O presidente da SRCOM, Carlos Cortes, refere ainda que se registam “elevados valores de concentração de CO2 que excedem os limiares a partir dos quais já são nocivos para a saúde humana” e que até já houve acidentes, tendo caído “uma armadura elétrica em cima de um médico durante uma consulta”.

Atendendo à gravidade, Carlos Cortes avisou o Ministério da Saúde desta situação, enviado fotografias “para exemplificar o estado de degradação do imóvel”.

“As condições são de tal modo adversas e com tal gravidade que é urgente realizar as obras há muito prometidas pela Administração Regional de Saúde do Centro (ARSC) que, sistematicamente, não cumpre o que promete. Estamos perante uma ARSC despreocupada, opaca e insensível”, lamenta.

Na sua opinião, “é inadmissível prestar cuidados de saúde nestas condições”.

“Mesmo após inúmeras reuniões e troca de documentação entre a responsáveis da USF CelaSaúde e a Administração Regional de Saúde do Centro”, a situação continua sem qualquer resposta, acrescenta.

A USF CelaSaúde, que tem 33 profissionais, está instalada no Bloco A do centro de saúde de Celas, onde funciona desde 2008, prestando cuidados de saúde a perto de 17 mil utentes que residem no centro da cidade.

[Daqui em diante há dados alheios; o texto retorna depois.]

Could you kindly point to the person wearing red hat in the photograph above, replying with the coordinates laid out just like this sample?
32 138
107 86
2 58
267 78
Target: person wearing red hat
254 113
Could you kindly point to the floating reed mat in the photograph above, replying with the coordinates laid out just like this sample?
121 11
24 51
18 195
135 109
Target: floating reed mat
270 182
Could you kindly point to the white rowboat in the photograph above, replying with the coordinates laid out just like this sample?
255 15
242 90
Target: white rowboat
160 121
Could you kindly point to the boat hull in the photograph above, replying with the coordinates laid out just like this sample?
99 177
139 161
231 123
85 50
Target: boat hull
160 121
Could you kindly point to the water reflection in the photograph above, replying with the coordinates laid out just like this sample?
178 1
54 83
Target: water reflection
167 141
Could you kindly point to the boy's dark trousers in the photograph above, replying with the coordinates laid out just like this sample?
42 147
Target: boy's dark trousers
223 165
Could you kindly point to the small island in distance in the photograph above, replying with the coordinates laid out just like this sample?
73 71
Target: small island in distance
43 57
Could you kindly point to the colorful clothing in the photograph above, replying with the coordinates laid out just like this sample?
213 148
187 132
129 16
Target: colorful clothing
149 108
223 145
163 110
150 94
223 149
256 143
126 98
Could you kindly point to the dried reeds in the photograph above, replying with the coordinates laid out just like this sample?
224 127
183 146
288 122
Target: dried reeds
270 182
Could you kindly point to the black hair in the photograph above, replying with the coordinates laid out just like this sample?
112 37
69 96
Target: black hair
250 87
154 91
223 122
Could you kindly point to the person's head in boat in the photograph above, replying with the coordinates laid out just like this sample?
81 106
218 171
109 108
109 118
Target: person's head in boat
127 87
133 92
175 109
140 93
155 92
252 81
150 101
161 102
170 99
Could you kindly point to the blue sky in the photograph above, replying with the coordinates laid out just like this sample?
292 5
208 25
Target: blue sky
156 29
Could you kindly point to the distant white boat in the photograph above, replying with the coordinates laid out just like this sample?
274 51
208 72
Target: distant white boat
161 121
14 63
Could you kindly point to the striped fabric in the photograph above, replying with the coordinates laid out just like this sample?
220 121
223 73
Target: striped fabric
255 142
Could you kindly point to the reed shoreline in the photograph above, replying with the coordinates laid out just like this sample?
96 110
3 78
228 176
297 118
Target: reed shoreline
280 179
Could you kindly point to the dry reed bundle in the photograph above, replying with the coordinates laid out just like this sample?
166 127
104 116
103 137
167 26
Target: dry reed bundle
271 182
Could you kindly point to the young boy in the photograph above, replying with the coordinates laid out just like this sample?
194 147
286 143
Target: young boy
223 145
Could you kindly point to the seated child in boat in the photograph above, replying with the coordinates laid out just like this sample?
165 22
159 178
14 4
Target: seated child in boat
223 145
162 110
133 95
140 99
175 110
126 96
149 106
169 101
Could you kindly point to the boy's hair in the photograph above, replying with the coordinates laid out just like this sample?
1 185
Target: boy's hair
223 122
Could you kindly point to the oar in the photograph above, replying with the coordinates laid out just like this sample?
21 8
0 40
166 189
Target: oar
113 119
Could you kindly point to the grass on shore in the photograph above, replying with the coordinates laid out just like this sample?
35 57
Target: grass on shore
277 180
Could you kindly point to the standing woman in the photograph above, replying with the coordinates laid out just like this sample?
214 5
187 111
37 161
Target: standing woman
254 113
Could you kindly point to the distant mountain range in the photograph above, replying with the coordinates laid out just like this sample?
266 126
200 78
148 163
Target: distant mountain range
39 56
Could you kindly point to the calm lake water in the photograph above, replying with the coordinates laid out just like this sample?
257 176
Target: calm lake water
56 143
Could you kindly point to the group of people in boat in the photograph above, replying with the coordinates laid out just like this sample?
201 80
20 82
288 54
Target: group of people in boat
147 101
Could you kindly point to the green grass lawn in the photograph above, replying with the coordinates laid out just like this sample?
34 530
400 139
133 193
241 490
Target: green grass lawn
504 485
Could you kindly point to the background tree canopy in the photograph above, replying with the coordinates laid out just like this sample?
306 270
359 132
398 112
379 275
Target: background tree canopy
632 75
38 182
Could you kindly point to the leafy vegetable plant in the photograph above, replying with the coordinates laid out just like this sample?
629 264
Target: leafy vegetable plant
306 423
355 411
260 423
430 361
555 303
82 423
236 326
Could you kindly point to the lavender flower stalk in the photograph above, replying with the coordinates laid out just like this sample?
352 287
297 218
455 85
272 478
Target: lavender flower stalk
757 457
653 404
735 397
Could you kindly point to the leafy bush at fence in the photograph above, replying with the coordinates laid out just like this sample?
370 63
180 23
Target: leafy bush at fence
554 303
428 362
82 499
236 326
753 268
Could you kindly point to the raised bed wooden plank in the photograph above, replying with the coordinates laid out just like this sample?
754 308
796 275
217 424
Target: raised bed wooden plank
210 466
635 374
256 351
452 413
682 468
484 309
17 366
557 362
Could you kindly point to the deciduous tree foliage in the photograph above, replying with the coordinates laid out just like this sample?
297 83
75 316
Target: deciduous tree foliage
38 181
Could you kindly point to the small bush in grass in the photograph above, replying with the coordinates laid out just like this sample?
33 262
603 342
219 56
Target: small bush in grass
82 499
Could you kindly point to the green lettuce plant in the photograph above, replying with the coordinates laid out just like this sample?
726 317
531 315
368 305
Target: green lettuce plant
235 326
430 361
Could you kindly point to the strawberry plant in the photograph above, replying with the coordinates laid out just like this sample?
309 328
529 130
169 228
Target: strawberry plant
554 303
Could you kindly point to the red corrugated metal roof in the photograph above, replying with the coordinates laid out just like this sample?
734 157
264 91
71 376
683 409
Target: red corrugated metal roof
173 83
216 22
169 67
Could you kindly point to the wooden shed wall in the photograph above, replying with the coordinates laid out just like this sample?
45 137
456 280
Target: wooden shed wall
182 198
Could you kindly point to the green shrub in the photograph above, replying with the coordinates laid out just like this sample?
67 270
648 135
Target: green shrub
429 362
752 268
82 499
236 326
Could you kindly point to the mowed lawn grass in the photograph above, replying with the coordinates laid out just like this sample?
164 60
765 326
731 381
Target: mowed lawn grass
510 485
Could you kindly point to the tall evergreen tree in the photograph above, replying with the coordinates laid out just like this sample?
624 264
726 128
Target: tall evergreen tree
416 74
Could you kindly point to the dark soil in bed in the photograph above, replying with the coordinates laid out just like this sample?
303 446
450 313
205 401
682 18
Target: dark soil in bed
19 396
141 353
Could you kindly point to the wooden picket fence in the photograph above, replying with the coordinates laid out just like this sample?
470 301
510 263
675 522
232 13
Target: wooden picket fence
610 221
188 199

“A coordenação desta unidade de saúde reclama obras de reabilitação total do Bloco A deste edifício, com particular insistência, desde 2014. Desde então, o estado de degradação do imóvel agrava-se”, recorda.

No entender da Ordem dos Médicos, “mudar telhado e janelas já não chega para resolver a gravidade da situação”.

No “vasto rol de problemas” apontados ao edifício, estão também a falta do sistema de deteção de incêndios e a insuficiente rede de frio, que “já provocou perda de lotes de vacinas”, acrescenta.